Smashing Buttons
Some games come unheralded... This is the case of Neon Reign, which surprised us so much that we almost missed it. Designed by Manny Trembley as the premiere title of his newly founded game studio, Neon Knight Games (in the meanwhile acquired by Chip Theory Games), it launched on Kickstarter last Tuesday and will be live till May 14.
Neon Reign offers as its theme a neonized spin on arcade fighting games and pits two fighters one against another, exchanging kicks and blows until one is knocked out or both get too exhausted to keep going. Mechanically speaking, you have a finite deck (once it's depleted, it's depleted!) and start with a hand of 7 cards drawn from it. On each round, you can play up to three cards to attack, hopefully arranging them into a combo to get additional bonuses (extra damage, "shield" tokens to parry future damage, "star" tokens to activate your character's special attack). Combos are specific combinations of cards, such as one joystick and two buttons, as seen below. Alternatively, instead of attacking, you may recover and draw up to 7 cards, otherwise your hand will soon be depleted.
However, your opponent can now play two cards to defend! These defense cards may break your combo, discard a button or a joystick card, and even deal damage to you. Only then do you resolve your attack. This core loop keeps going over and over until one player has no HP left, or both players run out of cards, in both their deck and their hand.
In solo, you play against a bot that relies on a dedicated deck of cards: each card is either played in attack or defense and specifies the corresponding effects.

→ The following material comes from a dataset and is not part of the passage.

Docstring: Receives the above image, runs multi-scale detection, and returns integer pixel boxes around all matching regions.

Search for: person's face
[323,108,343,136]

The special "star" skill of the bot can also be triggered, just as in the normal game.
Personal opinion: I never played arcade fighting games and am not interested in doing so. Yet for some reason I enjoy their board game adaptations. I own several of them already, including Combo Fighter and Pocket Paragons, the two games that may be the closest to that one (both include a way to play solo against a bot as well).
Neon Reign checks all the right boxes for me. It has nice art, and although I am far from enamored with it, I appreciate a lot that it is not gross. It's (relatively) cheap, it plays fast, and the rules are really simple, which is a must in this type of game in my opinion (you want action, not thinking too much about convoluted rules). I also like that the Deluxe version is just that - a deluxe version.
I happily backed the standard version, because a) it's substantially cheaper and b) I dislike the smell of plastic cards.
I wasn't sure about the solo mode for Wroth, but I'll probably back this one. One of the next updates will be about the solo bot, I'll decide then. But it does look fun.